The Effects of Immigration
The mass migration to the United States over the last four decades of the twentieth century - has many roots - as does the failure to control it. But the leaders of the environmental movement, while vaguely committed to U. S. population stabilization, refuse to acknowledge the link between large-scale immigration and their own goals and thus fail to place their substantial lobbying power behind immigration restriction. Sierra Club officials in late 1999 rebuffed a members' revolt on this issue, fearing that a strong stand on lower immigration numbers would bring criticism from ethnic and religious lobbies. American environmentalists today, gallant and talented and commendably dedicated to future generations, conduct a futile battle against pollution, sprawl, and wildlife extinction as immigration-driven population growth overwhelms their efforts.

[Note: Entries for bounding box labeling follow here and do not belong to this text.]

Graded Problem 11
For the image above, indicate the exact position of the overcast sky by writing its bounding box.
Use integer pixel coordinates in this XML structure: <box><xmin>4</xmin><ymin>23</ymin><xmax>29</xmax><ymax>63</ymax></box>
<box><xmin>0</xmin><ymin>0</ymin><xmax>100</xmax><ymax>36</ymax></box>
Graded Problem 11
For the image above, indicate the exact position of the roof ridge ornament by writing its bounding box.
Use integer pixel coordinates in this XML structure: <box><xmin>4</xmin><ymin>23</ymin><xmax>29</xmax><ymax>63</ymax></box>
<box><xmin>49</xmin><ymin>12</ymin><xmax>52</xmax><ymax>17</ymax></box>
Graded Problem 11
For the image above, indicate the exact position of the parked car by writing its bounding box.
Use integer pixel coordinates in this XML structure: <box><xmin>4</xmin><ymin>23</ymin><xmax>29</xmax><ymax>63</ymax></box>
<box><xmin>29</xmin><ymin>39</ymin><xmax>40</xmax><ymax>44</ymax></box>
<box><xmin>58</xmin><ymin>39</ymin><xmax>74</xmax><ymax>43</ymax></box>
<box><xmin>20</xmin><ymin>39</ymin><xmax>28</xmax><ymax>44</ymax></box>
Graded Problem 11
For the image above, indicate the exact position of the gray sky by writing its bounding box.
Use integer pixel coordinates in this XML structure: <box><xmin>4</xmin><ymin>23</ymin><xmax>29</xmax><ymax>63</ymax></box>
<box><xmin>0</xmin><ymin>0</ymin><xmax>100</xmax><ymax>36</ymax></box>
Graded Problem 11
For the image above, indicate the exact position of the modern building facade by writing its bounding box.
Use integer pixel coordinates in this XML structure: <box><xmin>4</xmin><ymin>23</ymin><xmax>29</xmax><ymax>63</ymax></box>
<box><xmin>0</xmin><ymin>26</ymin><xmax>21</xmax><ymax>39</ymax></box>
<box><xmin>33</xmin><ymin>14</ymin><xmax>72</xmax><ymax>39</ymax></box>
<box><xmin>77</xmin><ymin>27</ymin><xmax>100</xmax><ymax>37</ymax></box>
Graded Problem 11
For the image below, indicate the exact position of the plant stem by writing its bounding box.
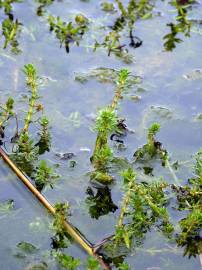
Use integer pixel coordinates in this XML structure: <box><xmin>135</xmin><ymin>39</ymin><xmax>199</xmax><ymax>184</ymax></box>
<box><xmin>23</xmin><ymin>76</ymin><xmax>37</xmax><ymax>133</ymax></box>
<box><xmin>166</xmin><ymin>158</ymin><xmax>180</xmax><ymax>185</ymax></box>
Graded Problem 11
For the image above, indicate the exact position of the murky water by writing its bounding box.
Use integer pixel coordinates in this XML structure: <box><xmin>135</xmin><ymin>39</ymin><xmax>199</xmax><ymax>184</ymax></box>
<box><xmin>0</xmin><ymin>0</ymin><xmax>202</xmax><ymax>270</ymax></box>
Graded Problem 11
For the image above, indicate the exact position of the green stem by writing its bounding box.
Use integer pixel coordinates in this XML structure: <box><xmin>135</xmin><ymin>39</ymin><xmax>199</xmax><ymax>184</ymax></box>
<box><xmin>23</xmin><ymin>82</ymin><xmax>37</xmax><ymax>133</ymax></box>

The study of our own history would provide a reorienting perspective. At the beginning of this century the pioneers of the environmental movement were, like Theodore Roosevelt himself, progressive reformers whose list of reform causes included ending unregulated mass immigration. They welcomed a small flow of regulated immigration. and worked to replace a regime of open borders with a system yielding smaller numbers selected in the national interest. The immigration reforms of the 1920s achieved lower numbers, though many people, especially later, did not think the basis used by reformers to select immigrants was sound. As a result, the policies of the 1920s were changed between 1952 and 1965. In the process, serious controls or limits did not accompany the new method of selection. Our ineffective immigration policy thus functions as a population expansion policy, unintended but powerful.
One hundred years after the origins of American environmentalism, many environmentalists seem to have forgotten what the founders of conservation knew, that population limitation through immigration controls was inescapably on their agenda. If it is kept off today's environmentalists' agenda, they have chosen failure.